Storage metadata contains: the name of the variable matching the storage key, a raw version of any keys associated with the variable (if the variable is a mapping), and the variable's type.
```golang
type StorageValueMetadata struct {
Name string
Keys map[Key]string
Type ValueType
}
```
Keys are only relevant if the variable is a mapping. For example, in the following Solidity code:
```solidity
pragma solidity ^0.4.0;
contract Contract {
uint x;
mapping(address => uint) y;
}
```
The metadata for variable `x` would not have any associated keys, but the metadata for a storage key associated with `y` would include the address used to specify that key's index in the mapping.
The `SetDB` function is required for the mappings to connect to the database.
A database connection may be desired when keys in a mapping variable need to be read from log events (e.g. to lookup what addresses may exist in `y`, above).
### Repository
```golang
type Repository interface {
Create(blockNumber int, blockHash string, metadata shared.StorageValueMetadata, value interface{}) error
SetDB(db *postgres.DB)
}
```
A contract-specific implementation of the repository interface enables the transformer to write the decoded storage value to the appropriate table in postgres.
The `Create` function is expected to recognize and persist a given storage value by the variable's name, as indicated on the row's metadata.

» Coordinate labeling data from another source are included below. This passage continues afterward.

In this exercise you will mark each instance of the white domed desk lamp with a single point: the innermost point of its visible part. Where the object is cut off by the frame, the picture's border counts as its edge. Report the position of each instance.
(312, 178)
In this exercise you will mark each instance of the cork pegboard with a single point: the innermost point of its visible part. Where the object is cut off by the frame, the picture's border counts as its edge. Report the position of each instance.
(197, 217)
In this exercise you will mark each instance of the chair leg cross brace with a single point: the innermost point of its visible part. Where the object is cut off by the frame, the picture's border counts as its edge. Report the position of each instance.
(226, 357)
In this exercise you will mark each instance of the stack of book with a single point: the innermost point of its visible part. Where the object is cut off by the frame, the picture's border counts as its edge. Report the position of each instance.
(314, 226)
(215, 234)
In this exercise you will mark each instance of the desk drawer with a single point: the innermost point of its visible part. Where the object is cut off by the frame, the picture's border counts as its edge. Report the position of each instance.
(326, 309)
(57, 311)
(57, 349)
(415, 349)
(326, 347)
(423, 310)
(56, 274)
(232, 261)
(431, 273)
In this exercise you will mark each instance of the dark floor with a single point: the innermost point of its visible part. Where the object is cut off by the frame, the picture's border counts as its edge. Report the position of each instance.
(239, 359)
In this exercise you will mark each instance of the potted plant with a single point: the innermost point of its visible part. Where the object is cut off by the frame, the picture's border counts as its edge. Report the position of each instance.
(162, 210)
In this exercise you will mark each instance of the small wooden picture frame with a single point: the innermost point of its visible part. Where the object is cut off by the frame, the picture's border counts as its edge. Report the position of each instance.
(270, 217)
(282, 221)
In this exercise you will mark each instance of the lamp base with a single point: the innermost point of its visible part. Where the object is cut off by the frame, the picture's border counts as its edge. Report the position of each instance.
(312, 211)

The `SetDB` function is required for the repository to connect to the database.
### Instance
```golang
type Transformer struct {
Address common.Address
Mappings storage_diffs.Mappings
Repository storage_diffs.Repository
}
```
A new instance of the storage transformer is initialized with the contract-specific mappings and repository, as well as the contract's address.
The contract's address is included so that the watcher can query that value from the transformer in order to build up its mapping of addresses to transformers.
## Summary
To begin watching an additional smart contract, create a new mappings file for looking up storage keys on that contract, a repository for writing storage values from the contract, and initialize a new storage transformer instance with the mappings, repository, and contract address.
The new instance, wrapped in an initializer that calls `SetDB` on the mappings and repository, should be passed to the `AddTransformers` function on the storage watcher.